Business Energy Editor's Blog
Friday, June 14, 2013 5:17 PM
NREL Puts a New Spin on Utility Claims for Spinning Reserve
The utility industry has a history of publicizing solar and wind intermittency as being detrimental and costly to spinning reserve equipment. But new research from the US National Renewable Energy Laboratory (NREL) tells a different story. Moreover, it echoes information given 6 years ago, by Karl Pfirrmann, Interim President and CEO of PJM Interconnection.
In 2007, Citizens for Pennsylvania’s Future interviewed Pfirrmann on the subject of wind intermittency. PJM is the world’s largest grid operator, and responsible for keeping a network of public and private utilities running smoothly across 14 states in the northeaster and southern US. Pfirrmann noted that wind did not pose significant costs as a result of its variable nature because the transmission system is sufficiently flexible and can readily accommodate changes in power flows. As to the impact on spinning reserves (standby generators) to mitigate intermittency, Pfirrmann said that costs were modest and deducted from payments wind generators received for energy deliveries. So even then, renewables paid for any impact to spinning reserve equipment. Moreover, he observed that most generators are sufficiently flexible and can be backed down with minimal effects on their operating efficiency.
Confirmation of Pfirrmanns’s observations were just published by the U.S. National Renewable Energy Laboratory in a two-phase project, “The Western Wind and Solar Integration Study (WWSIS)”, one of the largest regional wind and solar integration studies to date. Phase 1, published in 2010, analyzed the operational impacts of high penetrations of wind and solar power on the Western Interconnection power system of the United States. It found “no technical barriers to the integration of high penetrations of wind and solar power (up to 35%), if certain operational changes could be made. The two most important changes are increased balancing authority coordination and sub hourly scheduling between balancing authority areas.”
In 2012, NREL completed Phase 2 (WWSIS-2) after examining new data and address utility concerns about damage to fossil-fueled generators as they vary their output to manage intermittency from renewables. This was in response to the claim from utilities that heat rates and emissions from fossil-fueled generators could be higher during cycling than during steady-state operation.
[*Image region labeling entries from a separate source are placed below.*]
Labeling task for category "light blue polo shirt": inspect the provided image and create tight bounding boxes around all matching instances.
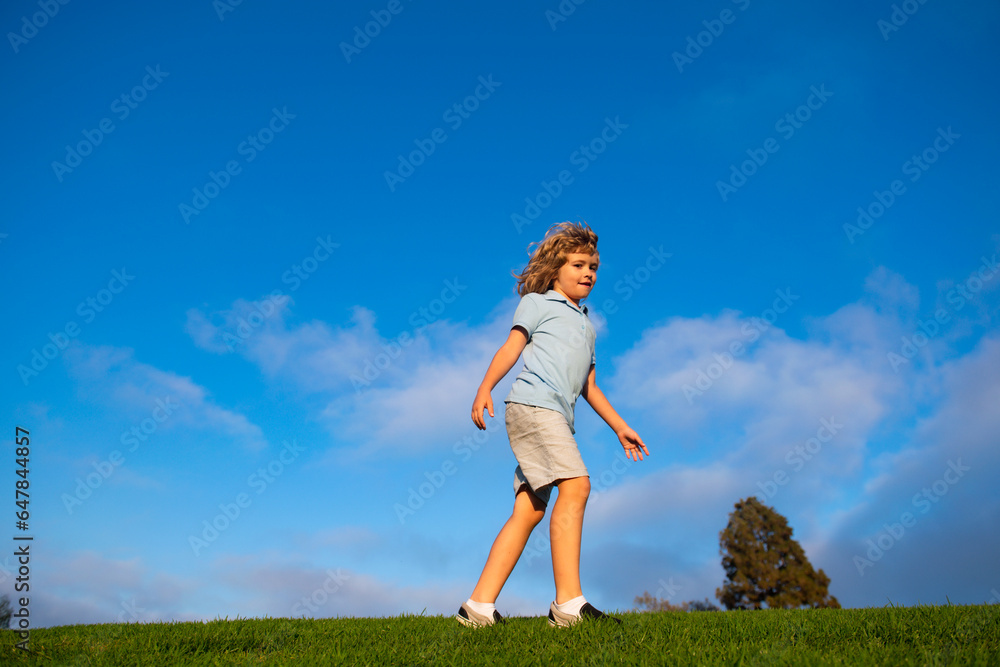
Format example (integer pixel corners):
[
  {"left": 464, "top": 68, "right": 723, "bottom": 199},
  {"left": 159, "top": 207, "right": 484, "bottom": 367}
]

At the time of Phase 1, there was little available information on wear-and-tear costs because this information was considered proprietary by plant owners. For Phase 2, researchers worked with industry partners to analyze data collected from cost studies on 400 fossil-fueled plants over several decades. The simulations and analysis conducted for WWSIS-2 determined that “the impacts of wind-induced cycling are minimal and capped the wear-and-tear costs at 2% of the value of wind and the emissions impacts at +/- 3%. Although there are wear-and-tear and emissions impacts from generator cycling, these are modest compared to the overall benefits of replacing fossil-fueled generation with variable renewable generation.”
So, according to the latest findings from the NREL, it’s a case of strong evidence of weak consequences. But according to Ken Skylar, manager of renewable services at PJM, there is an issue facing distributed renewables. But it relates to the design and age the transmission infrastructure of the grid. “Upgrades are needed to the distribution system because it wasn't designed to accommodate large amounts of variable frequency resources on these individual feeders,” Skylar explains. “There could be significant changes in voltage on a feeder and reverse power flows on the lines if a system isn't designed to handle that. A lot of the PJM members that own distribution systems have indicated that it's a big concern for them.”
Ultimately those upgrades would occur as utilities adopt smart grid technology, and smart grid technology offers a good return on investment to utilities, and government programs that help fund the upgrades. For example, a recent study by the US Department of Energy (DOE), “Economic Impact of Recovery Act Investment in the Smart Grid,” found that smart grid projects funded through the American Recovery and Reinvestment Act (ARRA) resulted in roughly $7 billion total economic output, 50,000 jobs, and a return of $1 billion in government tax revenue. The study reviewed $1.48 billion in ARRA investments from the Smart Grid Investment Grants and Smart Grid Demonstration Program programs, plus $1.48 billion in matching investments from grant recipients in the private sector between August 2009 and March 2012. In short, $3 billion in smart grid project funding returned $6.83 billion in total economic output.
Now, that’s some news that needs no spin.